I actually just tested Class D through Class B. I used Test Drive through the Upgrade screen, and raced on Mazda Raceway Laguna Seca: Full Circuit. I used every Drivetrain type (AWD ; FWD ; RWD); I used vehicles with & without Turbochargers or Superchargers; Heavy Vehicles, Vehicles with below 50% Front Weight Distribution; ones that had more Torque than Power, sometimes over double the amount; Low Torque & Power; you get the picture. If you can think of it, I probably tested it (I doubt that, but it gets the point across).

What I found, is that with some vehicles, it does help a bit, but not in terms of actual Speed or Acceleration increase. Most times, there was absolutely no real change in how the vehicle handled or how fast it went. However, every now and then there would be a vehicle that had just a little slower of a clutch and just a little to much Power and/or the wrong Weight Distribution. They would have more of a chance to kick out in the wrong way and/or lose traction. Usually, it was just enough that you had to correct enough that it slows you down, or even spin out on you. With most Class D and some Class C cars, it was easy enough to correct through Tuning. However, some of the Class B cars still have problem areas that I haven’t been able to find a solution to as of yet. I assume it’s because I’m relatively new to Tuning, so I don’t know how much is safe to put on or take off before I make a huge mistake and have to start all over again. If anyone wants to give it a go and see what they find, I wish you luck. It’s a very, very, very tedious project. I ended up doing 3-4 laps for each type: Shifting with Accelerator ON ; Shifting with Accelerator OFF. That’s 6-8 laps for each vehicle. I did about 384 laps in total, during the past 4 days. I need a break…

I am very surprised by those findings. I stay on the gas in all cars and have no issues whatsoever.

If we were talking about the Lotus E21 with traction off and were changing gears mid turn then maybe, maybe we would have something to test.

In B class I run no assists and never have any issue staying on gas when changing up.

Please name a car and build that causes you grief in B class when staying on gas so I can test the same car.

Manual with clutch no abs, I have improved enough to race this way all the time not just in rivals. It’s just most challenging and funner (not a real word I think) as far as times go I’m usually around the top 1% in R class and it seems manual or auto clutch achieve almost same times. Auto has nothing on either tho.

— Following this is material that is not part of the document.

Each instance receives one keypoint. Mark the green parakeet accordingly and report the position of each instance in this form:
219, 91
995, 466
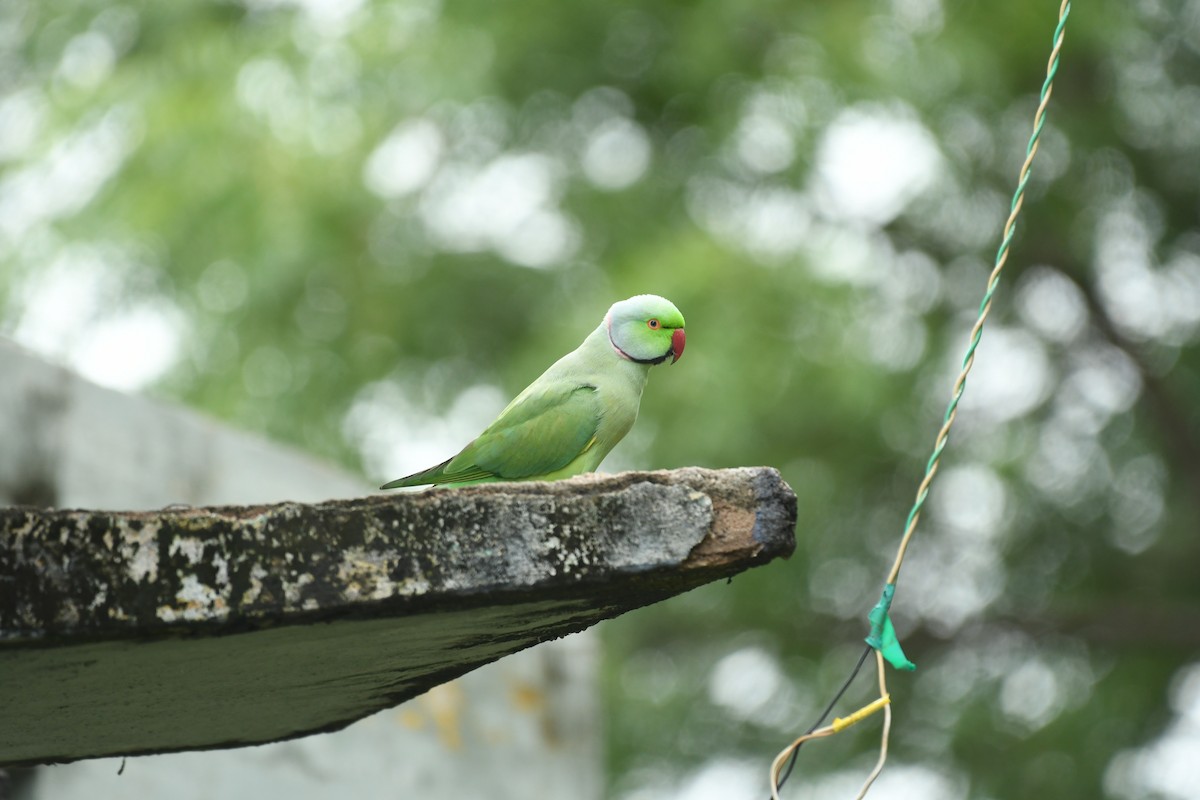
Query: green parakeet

Sorry for the long delay. When I said I needed a break, I didn’t expect to take 3 weeks! Anywho, I’ve been going through all of my vehicles, re-Tuning them. I’ve gotten a little better understanding of what the different options do and what works best for me, so that’s nice. Anywho, when I’m all done, I will be posting any vehicles that have problems with loss of traction when you shift gears. If anyone has any ideas on how to minimize those issues, I’d be happy to hear them, 'cause I sure don’t know what to do just yet. Maybe I’ll figure it out when I test them, who knows. Anywho, probably going to take me about a week to finish things up from how things have been going so far.

I run mine in automatic for races and manual with clutch for rivals when I wanna go for a friends time. I have had so many issues with wreckers while shifting myself that I just threw it to auto so I could recover and get back past them faster.